Forage yield can quickly be estimated over large land areas using these datasets. The University of Manitoba team used the Manitoba Grassland Inventory (MGI) funded by Manitoba Agriculture to estimate forage yield. The MGI is a land cover dataset recently produced from satellite images to gain information on vegetation types and other land cover classes. The MGI data was collected for each Crown land parcel in Manitoba and summarized using geographic information system software that allowed the researchers to map grassland distribution from these digital images.
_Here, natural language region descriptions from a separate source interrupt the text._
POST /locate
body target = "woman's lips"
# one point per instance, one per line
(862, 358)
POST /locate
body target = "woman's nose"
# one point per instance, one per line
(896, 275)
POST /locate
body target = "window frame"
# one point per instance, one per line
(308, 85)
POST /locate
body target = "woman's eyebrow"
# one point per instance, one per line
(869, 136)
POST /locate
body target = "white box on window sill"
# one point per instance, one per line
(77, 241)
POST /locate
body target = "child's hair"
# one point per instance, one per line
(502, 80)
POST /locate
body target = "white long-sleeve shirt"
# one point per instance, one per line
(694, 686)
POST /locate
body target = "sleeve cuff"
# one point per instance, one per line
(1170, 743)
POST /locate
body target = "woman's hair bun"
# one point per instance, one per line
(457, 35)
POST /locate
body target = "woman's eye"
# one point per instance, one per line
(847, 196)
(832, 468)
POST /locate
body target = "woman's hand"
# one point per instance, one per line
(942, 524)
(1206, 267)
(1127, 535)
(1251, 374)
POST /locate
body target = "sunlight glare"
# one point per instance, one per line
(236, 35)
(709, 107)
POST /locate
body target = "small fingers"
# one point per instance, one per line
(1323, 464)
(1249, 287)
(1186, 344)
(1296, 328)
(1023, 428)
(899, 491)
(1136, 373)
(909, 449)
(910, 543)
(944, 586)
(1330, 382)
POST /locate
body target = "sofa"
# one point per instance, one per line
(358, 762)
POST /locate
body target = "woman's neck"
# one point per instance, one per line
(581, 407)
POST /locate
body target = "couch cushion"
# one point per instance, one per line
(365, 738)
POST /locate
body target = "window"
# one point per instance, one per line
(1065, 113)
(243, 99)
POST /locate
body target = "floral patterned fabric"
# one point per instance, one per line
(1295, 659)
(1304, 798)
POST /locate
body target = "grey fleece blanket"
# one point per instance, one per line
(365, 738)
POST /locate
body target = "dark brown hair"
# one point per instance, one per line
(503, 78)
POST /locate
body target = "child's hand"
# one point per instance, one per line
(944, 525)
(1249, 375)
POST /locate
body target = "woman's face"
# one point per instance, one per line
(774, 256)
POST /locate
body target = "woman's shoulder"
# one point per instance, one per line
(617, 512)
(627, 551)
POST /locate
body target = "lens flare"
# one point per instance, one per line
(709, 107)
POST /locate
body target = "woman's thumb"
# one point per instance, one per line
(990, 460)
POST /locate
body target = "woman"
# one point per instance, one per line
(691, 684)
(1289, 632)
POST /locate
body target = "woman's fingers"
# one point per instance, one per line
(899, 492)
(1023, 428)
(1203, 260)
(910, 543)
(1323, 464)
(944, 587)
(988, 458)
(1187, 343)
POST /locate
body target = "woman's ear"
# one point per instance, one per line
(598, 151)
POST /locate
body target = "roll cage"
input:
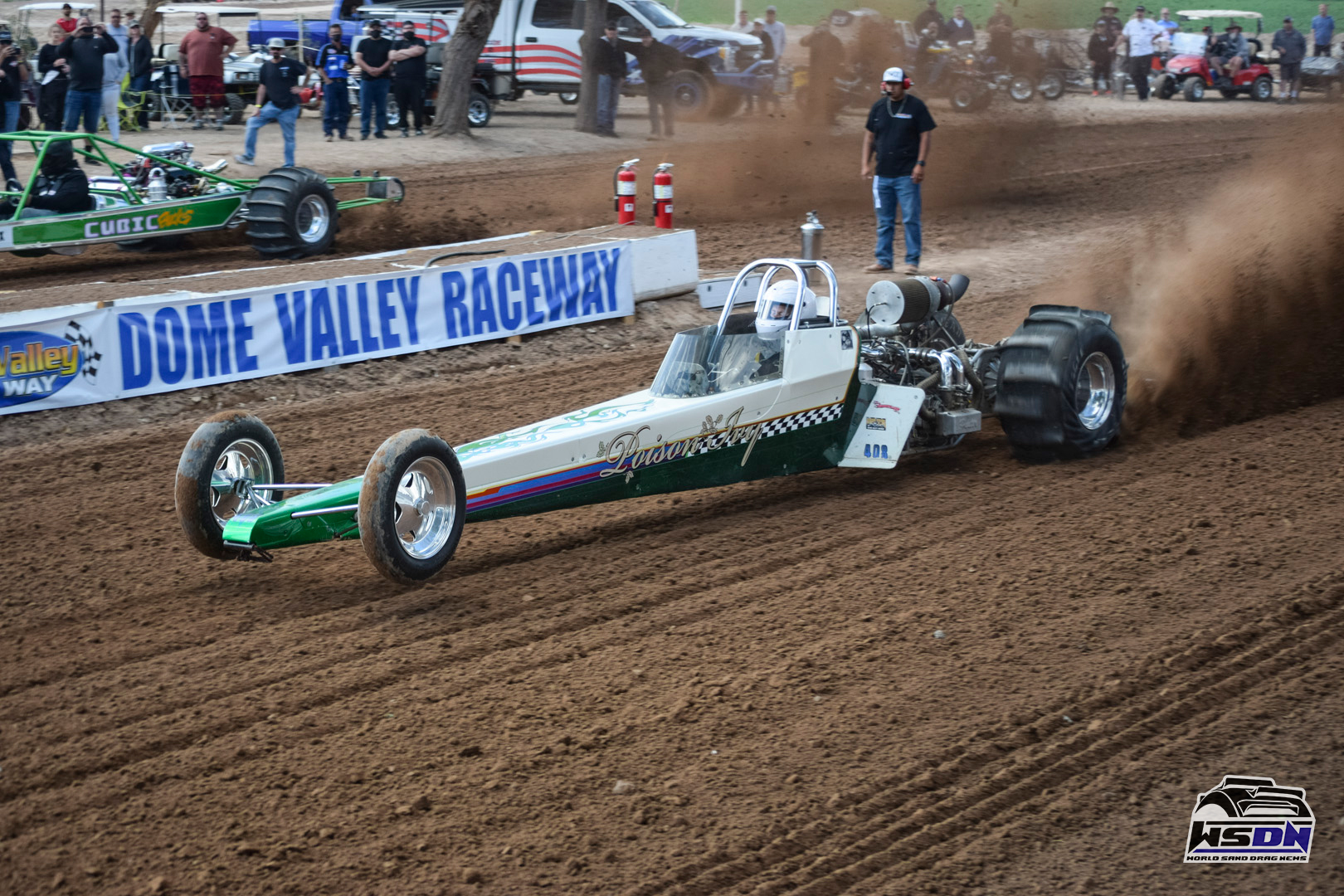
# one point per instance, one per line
(43, 140)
In addition, field survey data from ARD’s Forage Benchmarking project using a twice over grazing system was used, as well as data from different Agriculture and Agri-Food Canada surveys, such as the Living Labs project, which examined productivity of a rotational and grazing system. The grassland maps and productivity data were then combined to estimate carrying capacity.
To ensure the study examined the whole picture, the research team included an analysis of soil types and long-term weather conditions for each parcel using data from Environment and Climate Change Canada.
The Bottom Line: Project Findings and Benefits to the Industry
Using this wealth of information, UM researchers found that total potential stocking rates for all agricultural Crown graze lands in Manitoba were 1.8 times more then the existing stocking rates allowed for by the current provincial leasing program. One of the reasons for this is because higher than average carrying capacities were reported in ecoregions with larger proportions of semi-arid grasslands, which are better utilized by cattle than forage found in in shrub and forested regions.
This research suggests there is potential to increase the stocking rates of agricultural Crown lands, leading to higher liveweight gains produced per hectare while improving efficiency, productivity and sustainability of agricultural Crown grazing lands. Additionally, producing more protein using a smaller or similar sized geographical area and lowering the carbon footprint are important targets put forward by the Manitoba Protein Advantage strategy.
Interpreting the Findings
The study acknowledges that further refinements and validation of the results are needed through updated forage yield sampling data with a wider provincial coverage to reflect the rapidly changing climate. Updates on the sampling data should follow a standardized ground-truthing protocol with a refined vegetation classification system. Changes in carrying capacity should also take into consideration extreme weather events such as droughts and floods, challenging conditions experienced by producers in 2020 and 2021. These extreme conditions are not reflected in the analysis due to the use of baseline forage data without taking account extreme climate scenarios.
Through this study, the University of Manitoba research team is providing tools to ensure Manitoba is continuing to grow the livestock sector and continue to improve economic and environmental outcomes on farms and across the Manitoba beef industry.